Le président de Crans-Montana nie avoir été informé des manquements de sécurité avant le drame
Auditionné par la justice suisse, le président de la commune de Crans-Montana, Nicolas Féraud, a fermement nié avoir été informé du défaut de vérifications de sécurité au bar Le Constellation avant le tragique incendie. Devant les magistrats du canton du Valais, l'édile a assuré ne pas avoir eu connaissance du fait que les contrôles obligatoires n'avaient pas été effectués depuis 2019, soit pendant six longues années avant la catastrophe.
Une absence de contrôles reconnue mais non imputée
Nicolas Féraud, qui figure parmi les neuf personnes placées sous investigation pénale dans l'enquête ouverte après le drame, avait pourtant reconnu au lendemain de l'incendie l'absence de contrôles sécurité et incendie dans l'établissement depuis 2019. Ces vérifications doivent normalement être réalisées chaque année par les services communaux. L'audition marathon de onze heures s'est déroulée lundi, mais le président communal ne s'est pas exprimé devant la presse à son issue.
Son avocat, Christian Delaloye, a cependant pris la parole pour défendre son client. Selon ses déclarations, ce sera « à l'instruction de déterminer la responsabilité » de cette absence de contrôles, puisque Nicolas Féraud n'en était pas informé « avant le 2 janvier » dernier. L'avocat a insisté sur le fait que son client avait donné les moyens nécessaires à ses services pour assurer ces vérifications. « À chaque fois que les chargés de sécurité ont demandé du personnel complémentaire, le conseil communal a octroyé les places de travail », a-t-il affirmé, précisant que les pièces du dossier « le démontrent ».
Frustration des parties civiles face à une « dynamique de négligences »
De leur côté, plusieurs avocats des parties civiles ont exprimé leur frustration face au manque d'explications claires sur ces manquements persistants.
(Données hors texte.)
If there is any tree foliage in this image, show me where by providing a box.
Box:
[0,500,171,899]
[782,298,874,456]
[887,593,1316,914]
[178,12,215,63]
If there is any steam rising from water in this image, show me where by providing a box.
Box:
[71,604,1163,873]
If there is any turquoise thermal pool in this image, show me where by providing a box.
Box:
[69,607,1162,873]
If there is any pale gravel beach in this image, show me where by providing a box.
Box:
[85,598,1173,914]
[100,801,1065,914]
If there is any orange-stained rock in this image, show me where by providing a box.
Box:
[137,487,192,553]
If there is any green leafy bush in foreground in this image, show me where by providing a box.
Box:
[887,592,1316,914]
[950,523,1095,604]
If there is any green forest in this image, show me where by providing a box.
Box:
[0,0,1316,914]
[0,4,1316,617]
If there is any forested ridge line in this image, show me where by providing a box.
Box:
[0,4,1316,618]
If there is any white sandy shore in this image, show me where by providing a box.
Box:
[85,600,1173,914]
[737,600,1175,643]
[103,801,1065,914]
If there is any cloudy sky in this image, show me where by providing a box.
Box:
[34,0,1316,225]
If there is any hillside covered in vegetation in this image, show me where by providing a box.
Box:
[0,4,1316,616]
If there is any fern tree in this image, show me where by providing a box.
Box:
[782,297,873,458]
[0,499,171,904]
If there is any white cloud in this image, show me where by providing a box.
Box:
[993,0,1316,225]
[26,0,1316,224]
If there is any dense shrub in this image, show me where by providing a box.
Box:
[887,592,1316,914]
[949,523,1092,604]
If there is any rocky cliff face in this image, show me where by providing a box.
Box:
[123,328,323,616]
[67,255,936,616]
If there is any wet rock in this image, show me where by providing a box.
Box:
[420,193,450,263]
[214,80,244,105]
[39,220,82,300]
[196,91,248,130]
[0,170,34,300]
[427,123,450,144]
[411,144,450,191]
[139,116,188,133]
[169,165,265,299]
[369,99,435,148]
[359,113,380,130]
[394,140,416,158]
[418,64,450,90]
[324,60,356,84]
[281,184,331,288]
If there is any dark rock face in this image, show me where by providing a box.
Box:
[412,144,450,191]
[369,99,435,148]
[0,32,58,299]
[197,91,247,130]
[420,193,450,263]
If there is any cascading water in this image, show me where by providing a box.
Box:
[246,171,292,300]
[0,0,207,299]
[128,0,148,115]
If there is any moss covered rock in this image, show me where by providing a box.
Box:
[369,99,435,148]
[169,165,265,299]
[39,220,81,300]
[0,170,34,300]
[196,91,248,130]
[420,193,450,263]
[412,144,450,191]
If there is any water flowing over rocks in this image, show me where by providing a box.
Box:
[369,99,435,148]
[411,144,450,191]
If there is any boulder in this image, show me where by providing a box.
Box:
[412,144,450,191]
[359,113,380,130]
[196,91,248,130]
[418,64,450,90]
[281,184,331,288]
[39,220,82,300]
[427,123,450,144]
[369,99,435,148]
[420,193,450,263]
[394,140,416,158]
Alain Viscolo, l'un de ces avocats, a déploré : « Je ne pense pas qu'il nous a convaincus […] On n'a pas eu nos réponses à la question essentielle, à savoir pourquoi, pendant six ans, il n'y a pas eu de contrôle ». Il a ajouté : « On a eu droit à un descriptif du système de la sécurité publique sur Crans-Montana, mais avec beaucoup de responsables, une galaxie de personnes qui sont responsables, pour finir, de pas grand-chose ».
Romain Jordan, un autre avocat des parties civiles, a estimé : « Je ne peux pas dire que je suis satisfait des réponses qui ont été données. En revanche, il y a véritablement cette réalité-là, c'est-à-dire qu'on touche d'un peu plus près la dynamique de négligences qui ont provoqué ce drame ». L'enquête doit non seulement clarifier les responsabilités des fautes de la commune, mais aussi lever le voile sur les mesures anti-incendie prises par les propriétaires français du bar, Jacques Moretti et Jessica Moretti, ainsi que sur les circonstances exactes du sinistre.
Les circonstances de l'incendie et le bilan humain
Selon les investigations, l'incendie aurait été déclenché par les étincelles de bougies « fontaine » qui ont enflammé une mousse insonorisante au plafond du sous-sol du bar. Le drame, survenu la nuit du Nouvel An dans la station alpine, a fait 41 morts et 115 blessés, principalement des adolescents et de jeunes adultes, dont de nombreux étrangers, en particulier des Italiens et des Français. Selon le dernier décompte de l'Office fédéral de la protection civile, 38 patients sont toujours hospitalisés ou en centre de réadaptation, dont la moitié à l'étranger.
Une enquête qui se poursuit avec de nouvelles auditions
Le ministère public valaisan, critiqué par plusieurs parties civiles pour la lenteur de l'enquête, a entamé la semaine dernière une nouvelle vague d'auditions à Sion. Pour la première fois, d'anciens et actuels responsables de la commune ont été convoqués. La semaine dernière, un ancien responsable de la station, l'adjoint de l'ex-chef du service de sécurité et un membre actuel de l'équipe de sécurité publique ont été entendus. Un ex-conseiller communal doit également être auditionné mercredi.
Le principal mis en cause dans l'enquête sur l'incendie, Jacques Moretti, devait initialement être de nouveau entendu le 7 avril. Cependant, cette audition a été reportée sine die après le dépôt de certificats médicaux par ses avocats. L'affaire continue donc de se dérouler dans un contexte de fortes attentes et d'émotions, alors que la justice tente de reconstituer la chaîne des responsabilités ayant conduit à cette tragédie.